For Whom the Bell Tolls Chapter 6 Summary

  • Robert Jordan is back in the cave, where Pilar and Maria are doing the dishes.
  • El Sordo has not come, which is odd. Pilar says they must go to see him tomorrow. Maria wants to go too.
  • Pilar asks Robert Jordan how he finds Maria. She's just guh-reat! Beautiful and intelligent, he says. (About the latter, Maria giggles and Pilar shakes her head).
  • They share some jokes. Apparently Robert Jordan's too much of a stiff to appreciate jokes at the expense of the Republic, whereas Pilar is happy to compare the colors of its flag to less-than-pleasant bodily fluids.
  • Maria asks if Robert Jordan is a communist, and he responds that he is not; he is an anti-fascist and a Republican. Pilar is also a Republican.
  • Maria's father was killed for being a Republican, she says.
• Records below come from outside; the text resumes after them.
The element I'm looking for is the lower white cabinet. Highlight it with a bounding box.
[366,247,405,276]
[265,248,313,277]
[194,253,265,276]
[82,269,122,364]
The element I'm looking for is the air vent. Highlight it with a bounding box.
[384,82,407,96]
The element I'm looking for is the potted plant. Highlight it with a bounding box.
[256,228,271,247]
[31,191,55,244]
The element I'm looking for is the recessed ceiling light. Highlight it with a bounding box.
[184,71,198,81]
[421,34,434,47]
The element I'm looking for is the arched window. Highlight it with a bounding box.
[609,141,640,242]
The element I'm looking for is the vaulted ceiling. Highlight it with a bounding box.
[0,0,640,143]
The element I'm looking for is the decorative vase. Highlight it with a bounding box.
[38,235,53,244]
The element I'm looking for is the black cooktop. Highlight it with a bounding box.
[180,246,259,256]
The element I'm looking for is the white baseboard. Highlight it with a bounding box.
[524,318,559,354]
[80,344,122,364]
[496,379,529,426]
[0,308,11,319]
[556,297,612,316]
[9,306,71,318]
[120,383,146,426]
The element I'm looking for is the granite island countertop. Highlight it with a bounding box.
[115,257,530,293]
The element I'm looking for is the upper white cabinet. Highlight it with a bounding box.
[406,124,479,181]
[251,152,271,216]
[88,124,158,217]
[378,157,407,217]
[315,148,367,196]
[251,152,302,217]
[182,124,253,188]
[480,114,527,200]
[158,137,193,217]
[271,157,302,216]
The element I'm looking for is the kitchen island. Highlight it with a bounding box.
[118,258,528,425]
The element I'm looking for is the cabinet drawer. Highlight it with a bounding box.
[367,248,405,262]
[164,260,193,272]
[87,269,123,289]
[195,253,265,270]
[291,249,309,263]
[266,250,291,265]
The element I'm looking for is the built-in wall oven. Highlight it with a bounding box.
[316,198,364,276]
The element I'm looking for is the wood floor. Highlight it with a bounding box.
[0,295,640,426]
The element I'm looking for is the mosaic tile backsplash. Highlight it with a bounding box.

Robert Jordan notes that his father was too, and his grandfather was on the Republican National Committee. When Maria asks if his father was also killed for being a Republican, he responds that he killed himself, to "avoid being tortured." Maria wishes her father had that opportunity.
  • Robert Jordan asks to change the subject, but Maria, amazed at how much they have in common, excitedly exclaims that she and Robert Jordan are "the same."
  • Robert Jordan caresses her head and, when she asks him to repeat it, he promises to do it later.
  • Asking Maria to leave, Robert Jordan talks to Pilar. He asks whether Rafael was right in what he said.
  • Before he can even get out what Rafael actually said, Pilar says that he was not, and that he, Robert Jordan, had judged correctly.
  • When he asks about whether "it" might need to be done in the future, Pilar promises it will not.
  • Robert Jordan goes to sleep outside, Pilar having agreed to sleep with his packs (of dynamite).